This post was written by Joanne Yatvin, a longtime public school educator, author and past president of the National Council of Teachers of English. She is now teaching part-time at Portland State University.

By Joanne Yatvin

I admit I am a novice when it comes to critiquing basketball. Growing up, I never played the game, and I never watched it or read about it until I became a Portland Trailblazer fan a few years ago Yet, I am a lifelong teacher, used to studying the performance of students in order to help them learn better. I’ve brought my eyes to the game, and what I’ve learned there I’d like to bring back to the classroom.

During the regular season, as I watched the Blazers play erratically I accepted the professional wisdom that the trouble was playing better teams, using the wrong strategies, being on the road, or having insufficient time off between games.

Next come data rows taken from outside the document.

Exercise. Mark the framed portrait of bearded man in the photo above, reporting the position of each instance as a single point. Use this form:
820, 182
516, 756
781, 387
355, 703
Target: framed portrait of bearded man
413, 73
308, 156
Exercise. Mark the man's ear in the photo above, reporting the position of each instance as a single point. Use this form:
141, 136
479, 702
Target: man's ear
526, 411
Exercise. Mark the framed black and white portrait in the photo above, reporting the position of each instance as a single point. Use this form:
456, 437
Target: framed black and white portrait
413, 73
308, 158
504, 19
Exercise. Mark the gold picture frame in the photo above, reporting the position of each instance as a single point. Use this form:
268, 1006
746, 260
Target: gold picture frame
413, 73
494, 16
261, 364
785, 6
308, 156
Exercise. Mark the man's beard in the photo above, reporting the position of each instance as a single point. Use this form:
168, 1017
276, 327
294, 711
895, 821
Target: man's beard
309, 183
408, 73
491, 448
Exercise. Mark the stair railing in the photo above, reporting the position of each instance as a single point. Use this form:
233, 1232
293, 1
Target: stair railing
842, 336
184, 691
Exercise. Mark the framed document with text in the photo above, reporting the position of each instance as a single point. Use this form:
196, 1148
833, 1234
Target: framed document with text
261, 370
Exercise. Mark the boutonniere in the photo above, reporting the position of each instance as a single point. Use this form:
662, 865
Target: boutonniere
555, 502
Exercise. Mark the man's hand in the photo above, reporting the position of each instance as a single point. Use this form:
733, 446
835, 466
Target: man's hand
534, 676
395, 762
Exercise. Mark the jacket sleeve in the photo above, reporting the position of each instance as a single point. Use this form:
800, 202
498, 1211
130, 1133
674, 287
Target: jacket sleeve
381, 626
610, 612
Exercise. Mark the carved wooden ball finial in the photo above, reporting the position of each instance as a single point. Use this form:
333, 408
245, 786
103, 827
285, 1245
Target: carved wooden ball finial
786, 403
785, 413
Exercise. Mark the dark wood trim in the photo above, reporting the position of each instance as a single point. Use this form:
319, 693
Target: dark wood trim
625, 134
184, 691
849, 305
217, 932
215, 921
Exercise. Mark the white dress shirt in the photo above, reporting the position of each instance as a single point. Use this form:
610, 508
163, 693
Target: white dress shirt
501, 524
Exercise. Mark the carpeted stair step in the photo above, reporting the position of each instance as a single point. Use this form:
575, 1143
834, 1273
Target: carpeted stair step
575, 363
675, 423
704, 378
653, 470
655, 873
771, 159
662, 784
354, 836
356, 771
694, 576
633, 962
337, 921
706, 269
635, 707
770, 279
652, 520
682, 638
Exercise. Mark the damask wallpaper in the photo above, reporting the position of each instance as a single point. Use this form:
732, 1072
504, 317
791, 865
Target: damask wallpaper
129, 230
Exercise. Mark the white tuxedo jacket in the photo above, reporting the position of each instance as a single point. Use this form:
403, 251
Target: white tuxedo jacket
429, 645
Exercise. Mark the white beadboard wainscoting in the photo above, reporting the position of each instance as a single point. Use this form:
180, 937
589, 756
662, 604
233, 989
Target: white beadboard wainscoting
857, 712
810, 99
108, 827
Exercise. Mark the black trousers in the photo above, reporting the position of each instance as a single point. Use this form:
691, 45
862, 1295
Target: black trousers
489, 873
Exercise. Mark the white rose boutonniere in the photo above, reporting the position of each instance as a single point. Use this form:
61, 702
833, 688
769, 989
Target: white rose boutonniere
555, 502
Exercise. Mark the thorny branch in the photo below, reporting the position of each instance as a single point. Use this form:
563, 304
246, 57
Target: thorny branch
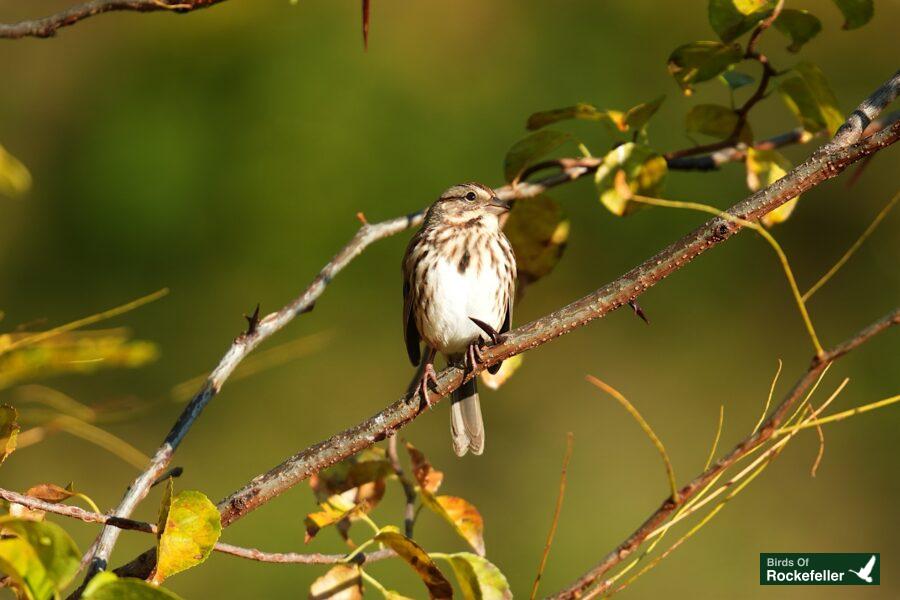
48, 26
820, 167
760, 436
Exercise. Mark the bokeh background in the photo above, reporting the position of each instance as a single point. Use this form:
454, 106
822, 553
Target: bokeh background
224, 154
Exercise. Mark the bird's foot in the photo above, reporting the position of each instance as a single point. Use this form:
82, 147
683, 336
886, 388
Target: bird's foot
490, 331
429, 376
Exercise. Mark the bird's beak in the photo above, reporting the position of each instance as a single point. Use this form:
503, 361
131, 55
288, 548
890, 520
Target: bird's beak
498, 206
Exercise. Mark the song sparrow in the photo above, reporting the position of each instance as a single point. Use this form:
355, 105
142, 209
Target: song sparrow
459, 277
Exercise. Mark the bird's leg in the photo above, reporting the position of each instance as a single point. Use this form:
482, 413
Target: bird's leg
490, 331
428, 376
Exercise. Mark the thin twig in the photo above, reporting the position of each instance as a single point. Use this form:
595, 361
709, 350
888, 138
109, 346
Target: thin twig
570, 440
818, 168
86, 516
755, 440
48, 26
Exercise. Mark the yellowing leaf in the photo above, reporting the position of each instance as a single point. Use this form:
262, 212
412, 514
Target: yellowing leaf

But now, after watching the playoffs and the finals between the Miami Heat and the Dallas Mavericks, and seeing the differences in team and individual player performance from game to game, none of those explanations answers my essential questions about basketball: Why does a team play so much better on one night than another? Why does it often play better at the end of a game than at the beginning?

In education the questions are not much different. The recently released report of the National Assessment of Educational Progress (NAEP) shows that the No Child Left Behind law has not reduced the achievement gap between white and minority students. It also shows that high school students have made far less progress than their elementary counterparts.

In both instances the question is, “Why”? In accordance with their educational philosophies and politics, different groups and individuals give different answers: bad schools, poverty, unequal distribution of effective teachers, lack of early childhood education, insufficient federal funding,

Surely, all these conditions have negative effects on student performance, but I think there is an additional factor that makes students learn less and score lower on tests than they are capable of. My answer is the same as it is for inconsistency in basketball: attitudes and feelings.

How does it feel to be a hungry child in a dilapidated school in a dangerous neighborhood with a teacher who reads from a script? How much does a teenager who has little hope of going to college or living the “American Dream” care about handing in his homework or acing the big test? It is just as difficult for that child, or that teenager, to perform well as it is for a basketball player whose team is three games down in a seven-game series.

Although we can’t do much more than cheer for our own favored teams, we could do a lot more for our students. Fixing all the things mentioned above by the NAEP commentators is a long, slow, expensive process, but it would work better than just tightening the screws on schools, teachers, and students, which was the prevailing government policy under the Bush administration that continues with only cosmetic changes under President Obama and Education Secretary Arne Duncan.

With school reforms that would bring more positive attitudes and feelings into the classrooms, all our kids could be winners in the education game.